This is the Donald Trump formula for economic success......."Make America Great Again." But he leaves out the most important part....."And You Pay For it." The poor get poorer and the rich get richer. Why is it that he won't release his income tax returns? Could it be he doesn't want the rest of us to see where he hides his billions so he doesn't have to pay taxes?

This isn't strictly a Republican problem. After all we have had a Democrat as president for the past 8 years. And the Clintons are almost as bad. The only one out of what, almost 20 candidates when the whole campaign started who talked about economic inequality was Bernie Sanders. Now some of his ideas would go to far left.....but maybe some will be incorporated into the Clinton Campaign.

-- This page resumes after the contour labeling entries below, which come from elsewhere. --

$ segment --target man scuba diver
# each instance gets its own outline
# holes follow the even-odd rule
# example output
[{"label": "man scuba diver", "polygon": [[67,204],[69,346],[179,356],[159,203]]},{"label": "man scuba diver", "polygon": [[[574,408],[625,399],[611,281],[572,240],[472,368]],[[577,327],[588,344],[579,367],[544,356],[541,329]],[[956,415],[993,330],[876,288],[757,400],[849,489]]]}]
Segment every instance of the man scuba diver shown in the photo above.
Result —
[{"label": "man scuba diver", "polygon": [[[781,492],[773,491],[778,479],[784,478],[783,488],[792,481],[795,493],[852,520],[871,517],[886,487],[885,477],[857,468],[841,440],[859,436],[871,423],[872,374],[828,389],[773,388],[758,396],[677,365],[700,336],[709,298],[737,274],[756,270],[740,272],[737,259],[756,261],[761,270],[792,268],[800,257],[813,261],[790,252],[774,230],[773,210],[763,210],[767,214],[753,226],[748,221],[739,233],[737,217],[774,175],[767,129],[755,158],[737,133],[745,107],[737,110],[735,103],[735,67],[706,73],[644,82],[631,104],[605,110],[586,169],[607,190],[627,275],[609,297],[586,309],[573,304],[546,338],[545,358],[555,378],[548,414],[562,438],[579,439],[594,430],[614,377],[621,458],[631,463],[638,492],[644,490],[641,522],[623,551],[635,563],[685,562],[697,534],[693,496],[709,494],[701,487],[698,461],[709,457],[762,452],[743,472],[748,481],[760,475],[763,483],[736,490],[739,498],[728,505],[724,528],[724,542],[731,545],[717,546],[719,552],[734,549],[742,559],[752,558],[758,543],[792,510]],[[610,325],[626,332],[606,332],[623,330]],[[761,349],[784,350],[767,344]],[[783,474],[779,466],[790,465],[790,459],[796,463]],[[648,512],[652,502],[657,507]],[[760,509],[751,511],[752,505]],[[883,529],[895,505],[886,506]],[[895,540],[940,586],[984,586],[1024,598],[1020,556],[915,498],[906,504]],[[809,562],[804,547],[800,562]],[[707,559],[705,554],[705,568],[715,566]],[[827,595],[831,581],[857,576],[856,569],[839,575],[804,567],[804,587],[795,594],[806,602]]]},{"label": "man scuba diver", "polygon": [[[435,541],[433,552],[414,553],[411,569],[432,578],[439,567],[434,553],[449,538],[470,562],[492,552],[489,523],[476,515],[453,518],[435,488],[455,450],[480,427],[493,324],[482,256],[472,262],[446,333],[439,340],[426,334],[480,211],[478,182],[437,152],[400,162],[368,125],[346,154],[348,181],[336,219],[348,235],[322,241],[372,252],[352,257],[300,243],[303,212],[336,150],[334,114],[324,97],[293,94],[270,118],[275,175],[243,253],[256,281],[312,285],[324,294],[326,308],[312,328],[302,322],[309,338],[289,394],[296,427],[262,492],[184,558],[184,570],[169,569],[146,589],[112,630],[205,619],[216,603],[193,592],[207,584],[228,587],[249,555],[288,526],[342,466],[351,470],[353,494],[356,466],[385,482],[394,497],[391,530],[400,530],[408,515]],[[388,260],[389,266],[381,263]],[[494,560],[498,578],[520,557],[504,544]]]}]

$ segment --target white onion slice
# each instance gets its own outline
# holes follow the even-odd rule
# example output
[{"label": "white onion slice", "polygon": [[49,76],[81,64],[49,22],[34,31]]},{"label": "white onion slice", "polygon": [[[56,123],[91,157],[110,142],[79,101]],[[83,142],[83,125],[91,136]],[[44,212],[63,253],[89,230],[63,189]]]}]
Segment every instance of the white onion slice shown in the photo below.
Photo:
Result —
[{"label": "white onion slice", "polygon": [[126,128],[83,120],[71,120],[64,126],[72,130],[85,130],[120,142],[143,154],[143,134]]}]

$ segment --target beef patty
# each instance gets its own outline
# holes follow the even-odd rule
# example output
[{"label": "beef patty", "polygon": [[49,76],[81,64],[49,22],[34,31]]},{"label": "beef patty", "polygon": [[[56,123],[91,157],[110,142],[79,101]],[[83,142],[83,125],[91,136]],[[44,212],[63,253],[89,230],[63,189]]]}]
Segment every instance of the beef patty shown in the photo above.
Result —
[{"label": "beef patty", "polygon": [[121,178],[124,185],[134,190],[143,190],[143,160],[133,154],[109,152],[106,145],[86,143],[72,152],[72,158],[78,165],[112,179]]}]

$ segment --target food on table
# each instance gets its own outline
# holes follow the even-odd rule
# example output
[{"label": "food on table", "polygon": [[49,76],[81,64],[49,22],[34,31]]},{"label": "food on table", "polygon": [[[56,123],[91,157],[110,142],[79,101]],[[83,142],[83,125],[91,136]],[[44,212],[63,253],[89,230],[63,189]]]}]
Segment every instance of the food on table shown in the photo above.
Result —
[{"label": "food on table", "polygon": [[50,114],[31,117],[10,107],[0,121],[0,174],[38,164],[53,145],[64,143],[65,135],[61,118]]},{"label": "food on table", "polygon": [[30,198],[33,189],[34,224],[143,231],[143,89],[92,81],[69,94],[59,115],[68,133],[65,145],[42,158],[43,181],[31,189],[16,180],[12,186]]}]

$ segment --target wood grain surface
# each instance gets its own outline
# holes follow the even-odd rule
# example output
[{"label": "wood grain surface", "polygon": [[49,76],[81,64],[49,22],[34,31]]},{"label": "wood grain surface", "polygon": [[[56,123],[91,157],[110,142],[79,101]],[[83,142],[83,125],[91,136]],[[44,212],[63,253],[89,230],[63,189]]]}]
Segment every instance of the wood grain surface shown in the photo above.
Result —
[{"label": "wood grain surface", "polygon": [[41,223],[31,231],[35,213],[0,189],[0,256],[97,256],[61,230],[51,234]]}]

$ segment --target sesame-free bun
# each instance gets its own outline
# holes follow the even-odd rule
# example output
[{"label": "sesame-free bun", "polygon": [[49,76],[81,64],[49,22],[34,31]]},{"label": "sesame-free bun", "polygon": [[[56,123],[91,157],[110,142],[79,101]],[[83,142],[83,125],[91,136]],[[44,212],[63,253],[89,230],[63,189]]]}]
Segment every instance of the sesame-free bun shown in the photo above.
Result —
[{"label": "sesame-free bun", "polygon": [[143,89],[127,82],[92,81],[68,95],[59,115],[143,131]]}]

Probably won't see much about what these 2 will do......looks like a fight in the mud ahead of us. By election day we will be sick of it, and will just be glad it's over.

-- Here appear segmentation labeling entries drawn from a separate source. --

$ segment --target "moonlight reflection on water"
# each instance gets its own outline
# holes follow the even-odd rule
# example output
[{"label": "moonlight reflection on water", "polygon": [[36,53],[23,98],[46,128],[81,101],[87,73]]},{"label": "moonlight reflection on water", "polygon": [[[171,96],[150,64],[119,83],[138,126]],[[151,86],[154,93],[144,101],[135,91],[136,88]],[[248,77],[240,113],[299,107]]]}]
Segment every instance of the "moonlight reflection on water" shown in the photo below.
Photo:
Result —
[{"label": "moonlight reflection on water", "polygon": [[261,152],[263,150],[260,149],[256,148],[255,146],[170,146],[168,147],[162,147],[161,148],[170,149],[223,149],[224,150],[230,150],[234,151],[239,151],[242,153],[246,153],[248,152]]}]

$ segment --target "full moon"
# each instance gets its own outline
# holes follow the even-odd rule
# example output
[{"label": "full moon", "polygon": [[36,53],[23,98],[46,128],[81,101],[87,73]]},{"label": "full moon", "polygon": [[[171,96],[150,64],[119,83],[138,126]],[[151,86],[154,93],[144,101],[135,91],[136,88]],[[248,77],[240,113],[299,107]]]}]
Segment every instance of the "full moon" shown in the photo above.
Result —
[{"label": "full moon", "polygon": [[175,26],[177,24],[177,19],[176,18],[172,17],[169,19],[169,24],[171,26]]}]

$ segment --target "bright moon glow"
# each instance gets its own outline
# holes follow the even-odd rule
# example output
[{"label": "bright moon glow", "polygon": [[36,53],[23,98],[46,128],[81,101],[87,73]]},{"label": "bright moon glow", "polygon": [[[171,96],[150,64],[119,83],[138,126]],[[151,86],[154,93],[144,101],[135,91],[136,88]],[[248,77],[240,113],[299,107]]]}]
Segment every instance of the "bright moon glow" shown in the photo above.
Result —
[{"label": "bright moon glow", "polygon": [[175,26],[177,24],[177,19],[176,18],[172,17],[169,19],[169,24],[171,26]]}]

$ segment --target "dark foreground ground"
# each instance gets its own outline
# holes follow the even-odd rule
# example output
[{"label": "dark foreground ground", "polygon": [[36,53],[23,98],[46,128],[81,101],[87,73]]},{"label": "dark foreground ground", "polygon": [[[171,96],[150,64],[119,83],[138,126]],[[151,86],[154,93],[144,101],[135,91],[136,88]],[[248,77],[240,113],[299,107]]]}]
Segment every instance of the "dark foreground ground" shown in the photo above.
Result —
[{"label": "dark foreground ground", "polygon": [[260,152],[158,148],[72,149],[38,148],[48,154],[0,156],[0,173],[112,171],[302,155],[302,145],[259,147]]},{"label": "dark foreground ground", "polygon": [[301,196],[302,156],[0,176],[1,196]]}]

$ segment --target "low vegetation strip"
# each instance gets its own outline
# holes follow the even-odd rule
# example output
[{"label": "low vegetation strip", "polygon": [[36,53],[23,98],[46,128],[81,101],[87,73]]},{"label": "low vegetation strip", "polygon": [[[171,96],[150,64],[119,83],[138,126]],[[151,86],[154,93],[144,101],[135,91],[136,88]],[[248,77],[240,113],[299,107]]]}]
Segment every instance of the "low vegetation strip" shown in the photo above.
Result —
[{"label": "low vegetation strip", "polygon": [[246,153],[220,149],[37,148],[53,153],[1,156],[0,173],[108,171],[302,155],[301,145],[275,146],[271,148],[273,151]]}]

Hugger......pathetic story about those cashiers. But that isn't what I was talking about. I'm talking about going to Walmart's or other big stores websites looking for something to get IN THE STORE. But is only available through a partner.....some other company. Doing that eliminates those jobs at Walmart they are talking about in the first article posted by Chuck.


----------



## Plainsman (Jul 30, 2003)

> This isn't strictly a Republican problem


It sure isn't. The republicans are simply liberal light. I have gone from democrat in my younger college years, to very quickly republican and republican for a long time. Now I know I am not prejudice because I dislike them equally.



> Could it be he doesn't want the rest of us to see where he hides his billions so he doesn't have to pay taxes?


 I think your right, but I think that should be singular billion, not billions. I may be wrong.



> Every time I see one of those self checkout things my blood pressure goes UP!


 I never use them myself. Absolutely refuse.



> Otherwise IMHO we are pre-collapse Rome. Very close to pre-collapse. The barbarians are at the border and they ain't Mexicans or ISIS. They are us. We are rotting from within.


 I fear you are 90% right. Include the Mexicans and ISIS and your 100% right.



> Yeah North1. Having sat on a drill then a sprayer most of last week I sure understand the farmer/ranchers expenses!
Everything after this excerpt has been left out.